Beyond sex for pay, Mattilda also writes about cruising for sex on Craigslist, in the park, and at Power Exchange, even though she rarely finds what she’s looking for and often vows never to return.

“I go to the Power Exchange. I know what you’re thinking: why does she break her own rules - it’ll only lead to disaster, and it does honey, it does. I can’t even describe how boring and awful it is, but I’m a writer – that’s my job.”

That passage made me laugh, and reminded me of the e-mail conversation Mattilda and I had several years ago about sex at venues such as Nob Hill Theater and Power Exchange being a form of  performance art. If only it had that much creativity. She seems to seek temporary transcendence in sex. Occasionally, it happens. Usually, it doesn’t.
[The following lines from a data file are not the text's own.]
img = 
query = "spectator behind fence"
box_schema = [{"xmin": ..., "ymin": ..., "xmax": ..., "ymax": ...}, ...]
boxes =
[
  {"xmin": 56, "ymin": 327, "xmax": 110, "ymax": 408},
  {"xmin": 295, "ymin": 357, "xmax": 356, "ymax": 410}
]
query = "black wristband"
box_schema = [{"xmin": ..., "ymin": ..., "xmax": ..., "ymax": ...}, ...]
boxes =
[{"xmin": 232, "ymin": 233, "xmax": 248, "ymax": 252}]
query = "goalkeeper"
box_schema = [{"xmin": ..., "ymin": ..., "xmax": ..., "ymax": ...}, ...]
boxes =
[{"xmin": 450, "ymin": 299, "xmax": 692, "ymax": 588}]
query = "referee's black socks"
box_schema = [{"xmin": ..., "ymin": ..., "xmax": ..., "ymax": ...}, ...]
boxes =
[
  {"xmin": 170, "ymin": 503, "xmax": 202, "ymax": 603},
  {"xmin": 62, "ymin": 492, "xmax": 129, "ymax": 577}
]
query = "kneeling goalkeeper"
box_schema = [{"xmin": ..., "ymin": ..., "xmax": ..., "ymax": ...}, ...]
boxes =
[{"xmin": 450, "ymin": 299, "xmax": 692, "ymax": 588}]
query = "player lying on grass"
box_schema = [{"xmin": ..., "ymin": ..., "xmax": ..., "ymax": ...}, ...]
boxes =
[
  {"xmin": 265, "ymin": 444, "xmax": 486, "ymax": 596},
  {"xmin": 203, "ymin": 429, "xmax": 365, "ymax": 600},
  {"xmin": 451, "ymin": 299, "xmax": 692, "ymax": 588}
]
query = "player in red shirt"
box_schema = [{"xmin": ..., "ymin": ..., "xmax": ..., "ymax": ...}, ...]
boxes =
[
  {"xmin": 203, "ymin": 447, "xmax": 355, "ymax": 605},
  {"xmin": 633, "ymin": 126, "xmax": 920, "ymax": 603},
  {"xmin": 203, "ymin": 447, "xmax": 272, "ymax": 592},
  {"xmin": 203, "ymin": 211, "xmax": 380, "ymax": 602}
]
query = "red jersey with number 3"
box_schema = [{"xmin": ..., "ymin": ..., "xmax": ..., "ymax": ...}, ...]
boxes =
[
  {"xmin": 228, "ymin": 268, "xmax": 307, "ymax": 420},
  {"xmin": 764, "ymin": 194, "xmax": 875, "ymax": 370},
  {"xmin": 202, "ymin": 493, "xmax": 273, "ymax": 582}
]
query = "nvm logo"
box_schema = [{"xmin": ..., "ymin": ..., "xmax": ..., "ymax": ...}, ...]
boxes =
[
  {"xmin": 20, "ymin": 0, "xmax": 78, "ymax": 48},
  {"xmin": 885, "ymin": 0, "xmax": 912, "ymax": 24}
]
At the beginning of the novel, there’s hope for a relationship. Those very honest moments with Jeremy are the most erotic in the novel, probably because of the emotional vulnerability. The romantic in me wanted to see it work out, but this story is about real life, so of course it doesn’t end that way. Mattilda writes: “I thought this novel was turning into a love story, but now Jeremy’s fucking that up.” It isn’t what you’d think – Mattilda’s sex work isn’t what drives them apart. Mattilda wants someone to cuddle with. Jeremy doesn’t want to be bothered with a boyfriend because it’s too much work to put another person first.

The story loses energy and direction in the last couple chapters. Mattilda throws names around with no clear definition of who the characters are or their relation to her. There is no resolution. No one learns anything. Instead, everyone clings tighter to what they are when challenged. Revelations are on a small scale, and not life-changing. As a novel, So Many Ways to Sleep Badly doesn’t really work, but as a fictionalized memoir, it does. If you have even a little curiosity about life as a gay sex worker, this novel will fascinate you. Despite the experimental style of prose, I found it interesting and funny.